Satu pemandangan yang selalu membuat takjub ialah, ketika para istri maupun anak-anak para nelayan sabar menunggu di bibir pantai. Cinta, kesetian dan ekonomi. Begitu kesimpulan yang didapat.
Ketika para suami tiba di bibir pantai, mereka sudah menyambut. Bahkan perahu belum benar-benar sempurna ditarik ke darat. Ikan-ikan yang berhasil terjaring kemudian dipilah-pilah oleh para istri dan pedagang ikan keliling (dibo-dibo). Beberapa untuk dijual dan lebihnya di konsumsi.
Saat siang menjelang, hasil tangkapan yang tidak dijual kemudian di masak. Beruntungnya, kali ini salah satu keluarga nelayan mengajak makan bersama.
 Saya di larang ikut bantu selama proses memasak, khususnya membakar ikan.  Sebab tamu dari jauh harus dijamu dengan cara istimewa.
Siang itu, dibawah pohon ketapang kami menyantap dengan lahap ikan bakar sambal colo-colo yang disajikan dengan papeda dan sagu lempeng. Suasana makan yang begitu nikmat dengan pemandangan pantai dusun nan indah.

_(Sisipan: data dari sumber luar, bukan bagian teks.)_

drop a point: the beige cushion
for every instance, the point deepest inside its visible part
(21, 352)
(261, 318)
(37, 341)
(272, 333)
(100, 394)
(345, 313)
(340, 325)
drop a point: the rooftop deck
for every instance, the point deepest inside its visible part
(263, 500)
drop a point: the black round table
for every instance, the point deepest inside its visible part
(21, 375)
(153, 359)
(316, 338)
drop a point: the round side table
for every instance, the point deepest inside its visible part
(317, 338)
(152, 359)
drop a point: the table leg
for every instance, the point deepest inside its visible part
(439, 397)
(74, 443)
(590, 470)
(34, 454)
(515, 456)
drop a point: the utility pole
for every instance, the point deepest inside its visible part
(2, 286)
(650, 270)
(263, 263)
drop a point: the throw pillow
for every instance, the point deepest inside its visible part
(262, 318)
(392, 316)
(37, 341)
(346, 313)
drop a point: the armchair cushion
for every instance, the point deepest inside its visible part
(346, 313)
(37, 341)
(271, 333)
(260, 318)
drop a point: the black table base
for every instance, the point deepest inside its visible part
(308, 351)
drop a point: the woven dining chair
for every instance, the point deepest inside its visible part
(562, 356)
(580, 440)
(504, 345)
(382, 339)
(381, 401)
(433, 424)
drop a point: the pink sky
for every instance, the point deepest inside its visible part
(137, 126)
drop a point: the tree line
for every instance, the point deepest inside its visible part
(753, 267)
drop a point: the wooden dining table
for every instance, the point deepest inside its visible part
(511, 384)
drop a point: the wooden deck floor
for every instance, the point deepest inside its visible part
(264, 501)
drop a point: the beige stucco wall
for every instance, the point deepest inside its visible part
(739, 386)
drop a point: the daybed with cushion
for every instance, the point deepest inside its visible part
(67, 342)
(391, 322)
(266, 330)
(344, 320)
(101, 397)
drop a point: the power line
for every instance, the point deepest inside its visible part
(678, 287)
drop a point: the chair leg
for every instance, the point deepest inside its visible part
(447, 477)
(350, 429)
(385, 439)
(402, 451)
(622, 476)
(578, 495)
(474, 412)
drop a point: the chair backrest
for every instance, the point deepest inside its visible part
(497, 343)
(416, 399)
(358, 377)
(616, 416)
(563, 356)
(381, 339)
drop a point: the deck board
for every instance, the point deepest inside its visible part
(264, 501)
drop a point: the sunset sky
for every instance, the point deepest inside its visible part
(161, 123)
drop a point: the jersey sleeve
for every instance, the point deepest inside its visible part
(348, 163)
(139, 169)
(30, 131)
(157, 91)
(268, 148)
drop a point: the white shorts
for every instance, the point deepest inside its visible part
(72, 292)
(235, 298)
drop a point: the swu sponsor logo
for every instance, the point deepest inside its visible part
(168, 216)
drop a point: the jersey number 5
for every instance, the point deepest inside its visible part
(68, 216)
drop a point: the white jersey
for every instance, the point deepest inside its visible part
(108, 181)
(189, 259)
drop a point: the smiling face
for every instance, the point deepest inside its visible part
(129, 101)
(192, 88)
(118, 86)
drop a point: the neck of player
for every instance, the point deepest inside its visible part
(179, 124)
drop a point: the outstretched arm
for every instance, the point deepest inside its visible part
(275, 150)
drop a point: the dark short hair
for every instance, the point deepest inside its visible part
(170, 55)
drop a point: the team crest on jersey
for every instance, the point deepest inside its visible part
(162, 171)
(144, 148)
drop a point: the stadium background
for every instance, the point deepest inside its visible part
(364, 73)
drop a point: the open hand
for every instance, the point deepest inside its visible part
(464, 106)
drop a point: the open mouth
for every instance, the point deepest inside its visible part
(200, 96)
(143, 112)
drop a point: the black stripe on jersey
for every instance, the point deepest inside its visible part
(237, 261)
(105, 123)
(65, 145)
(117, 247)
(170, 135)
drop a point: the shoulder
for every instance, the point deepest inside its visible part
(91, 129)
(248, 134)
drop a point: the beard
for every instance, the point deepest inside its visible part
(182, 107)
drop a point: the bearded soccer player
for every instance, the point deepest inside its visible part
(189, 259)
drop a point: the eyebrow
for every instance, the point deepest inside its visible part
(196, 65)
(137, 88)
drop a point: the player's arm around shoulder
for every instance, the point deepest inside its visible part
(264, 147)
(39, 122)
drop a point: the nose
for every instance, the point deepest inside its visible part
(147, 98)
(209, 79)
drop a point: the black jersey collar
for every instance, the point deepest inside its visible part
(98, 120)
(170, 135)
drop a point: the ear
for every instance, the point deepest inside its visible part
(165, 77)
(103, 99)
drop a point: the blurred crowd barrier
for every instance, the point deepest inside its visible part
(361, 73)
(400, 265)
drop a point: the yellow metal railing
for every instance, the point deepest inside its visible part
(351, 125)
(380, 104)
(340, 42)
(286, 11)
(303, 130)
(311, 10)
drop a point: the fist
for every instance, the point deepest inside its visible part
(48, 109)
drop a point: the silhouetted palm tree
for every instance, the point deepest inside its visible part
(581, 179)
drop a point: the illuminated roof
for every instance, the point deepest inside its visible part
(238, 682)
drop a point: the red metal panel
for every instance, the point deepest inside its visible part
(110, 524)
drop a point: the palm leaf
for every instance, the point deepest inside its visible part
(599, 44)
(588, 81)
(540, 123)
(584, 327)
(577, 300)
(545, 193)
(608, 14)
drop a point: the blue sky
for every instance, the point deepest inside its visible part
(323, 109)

Meski suasana ini begitu sahdu, tetapi menurut nelayan, sudah sangat lama kegiatan seperti ini tidak dilakukan. Menangkap ikan, di masak dan makan bersama sepanjang pantai.Â
Sebab selain pergeseran jaman juga ada tantangan yang mengancam di depan mata. Tantangan akan punahnya laut dan potensinya  akibat adanya pertambangan yang beroperasi tak jauh dari Dusun mereka.